The burghers raised blisters on their soft merchants’ hands, serving as apprentice masons or carpenters; their wives and daughters ran soup kitchens or repaired chain mail or tended the
injured or sick, as Fabricia did, their skirts knotted up above their knees. Everyone had been pressed into service, even the children, carrying armfuls of planks or broken beams up shaky ladders
for fuel for the cauldrons.

By now the
crosatz
were desperate. They had lost their main weapon and though they still bombarded them night and day with their smaller catapults, they could no longer hurl stones large
enough to weaken the walls.

Philip did not believe a frontal assault on the walls could succeed. But time was running out; Montaillet had only one cistern for the whole citadel and it was almost dry. If the rains did not
come soon, they would be forced to parlay on whatever terms they could get. Philip did not hold out much hope of mercy from the butchers camped below.

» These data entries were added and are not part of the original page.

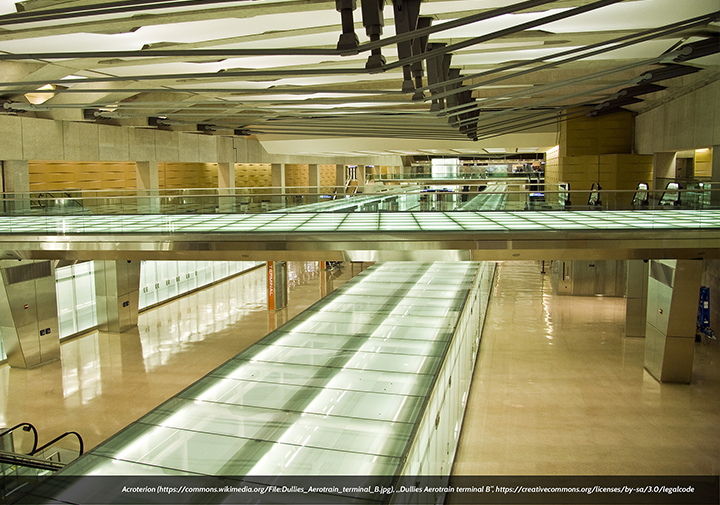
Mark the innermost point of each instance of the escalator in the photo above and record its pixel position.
(24, 465)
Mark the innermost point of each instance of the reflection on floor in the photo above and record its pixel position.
(559, 390)
(104, 380)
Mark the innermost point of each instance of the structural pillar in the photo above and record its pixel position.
(314, 182)
(663, 169)
(636, 298)
(28, 313)
(117, 287)
(226, 187)
(277, 173)
(361, 176)
(148, 187)
(277, 286)
(672, 304)
(340, 178)
(16, 185)
(715, 176)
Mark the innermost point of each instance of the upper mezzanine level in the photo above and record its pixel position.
(496, 220)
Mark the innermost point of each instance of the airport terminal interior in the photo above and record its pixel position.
(381, 238)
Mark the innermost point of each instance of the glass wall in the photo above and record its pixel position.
(159, 282)
(75, 289)
(163, 280)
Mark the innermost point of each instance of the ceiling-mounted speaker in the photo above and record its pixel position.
(348, 39)
(373, 21)
(91, 114)
(699, 49)
(643, 89)
(667, 72)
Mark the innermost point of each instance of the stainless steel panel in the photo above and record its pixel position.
(562, 277)
(688, 274)
(50, 342)
(27, 309)
(19, 296)
(13, 350)
(678, 360)
(663, 272)
(117, 285)
(658, 305)
(654, 351)
(46, 298)
(30, 342)
(635, 317)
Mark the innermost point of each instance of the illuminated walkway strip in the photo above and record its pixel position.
(297, 222)
(339, 390)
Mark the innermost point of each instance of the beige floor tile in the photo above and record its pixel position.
(559, 390)
(104, 381)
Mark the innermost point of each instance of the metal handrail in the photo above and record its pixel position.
(58, 438)
(25, 427)
(13, 458)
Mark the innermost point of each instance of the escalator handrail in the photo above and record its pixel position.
(56, 439)
(13, 458)
(34, 430)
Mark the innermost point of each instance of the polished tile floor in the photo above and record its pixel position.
(104, 381)
(558, 390)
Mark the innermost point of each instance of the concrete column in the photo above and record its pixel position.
(715, 176)
(361, 176)
(277, 286)
(663, 169)
(314, 182)
(148, 187)
(673, 294)
(16, 185)
(277, 172)
(117, 288)
(636, 298)
(340, 177)
(28, 313)
(226, 187)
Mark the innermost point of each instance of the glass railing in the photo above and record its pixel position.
(429, 175)
(503, 195)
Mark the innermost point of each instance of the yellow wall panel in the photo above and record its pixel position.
(49, 176)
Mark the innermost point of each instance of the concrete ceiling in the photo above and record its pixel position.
(271, 68)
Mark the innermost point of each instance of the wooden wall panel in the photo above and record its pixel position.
(297, 176)
(188, 175)
(327, 175)
(253, 175)
(49, 176)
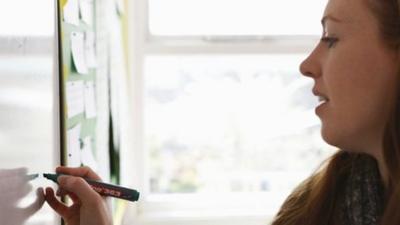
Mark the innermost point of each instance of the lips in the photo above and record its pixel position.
(321, 96)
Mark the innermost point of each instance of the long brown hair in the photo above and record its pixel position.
(315, 201)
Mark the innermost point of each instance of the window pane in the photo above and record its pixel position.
(239, 17)
(27, 18)
(229, 123)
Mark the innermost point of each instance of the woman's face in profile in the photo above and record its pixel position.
(355, 71)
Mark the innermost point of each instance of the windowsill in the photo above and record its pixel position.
(206, 209)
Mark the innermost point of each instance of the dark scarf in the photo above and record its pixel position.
(364, 193)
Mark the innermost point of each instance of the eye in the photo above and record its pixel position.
(330, 41)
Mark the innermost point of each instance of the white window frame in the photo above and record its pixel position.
(180, 208)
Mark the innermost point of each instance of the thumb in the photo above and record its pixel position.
(80, 188)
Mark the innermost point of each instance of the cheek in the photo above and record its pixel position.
(362, 91)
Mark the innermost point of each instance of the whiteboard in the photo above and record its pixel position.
(28, 108)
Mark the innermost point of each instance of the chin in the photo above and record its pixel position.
(342, 141)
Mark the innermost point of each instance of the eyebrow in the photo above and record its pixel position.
(329, 17)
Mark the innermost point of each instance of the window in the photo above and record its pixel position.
(26, 71)
(224, 122)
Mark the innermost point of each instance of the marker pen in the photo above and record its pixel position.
(32, 176)
(104, 188)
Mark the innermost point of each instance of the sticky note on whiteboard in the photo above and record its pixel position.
(74, 146)
(87, 155)
(86, 8)
(78, 52)
(71, 12)
(75, 98)
(90, 100)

The other problem would not be remedied by the weather, and that was the legacy left them by Guilhemeta.

*

The great hall was packed with bodies. The stench would fell a horse, Philip thought. Soldiers, children and women lay sprawled together on the flagstones, groaning, retching,
dying.
Half the garrison must be down here.

Fabricia was moving among the sick, rationing the scarce medicine they had. She saw him standing on the steps and picked her way through the chaos towards him.

‘Pray God they do not attack us now,’ she said. ‘We have not even room for all the sick, there would be nowhere to put any wounded.’

‘There would be scarce be any left to defend us,’ he said. ‘This is twice as many as yesterday.’

‘My mother found some angelica root in the storehouse. We powdered it and mixed it with wine, for there is hardly any water to give them. It will help them if they can keep it down, but
most retch it right up again.’

‘It was the woman, Guilhemeta.’

‘But Loup never got sick. Nor I, and I laid hands on her.’

He looked at her hands. She still wore her gloves but they no longer had those familiar brown bloodstains. ‘A pity you cannot still perform your miracles, Fabricia.’

There was a blast of trumpets from the main gate, followed by the urgent clamour of the bells from the church. ‘They are going to storm the walls,’ she said.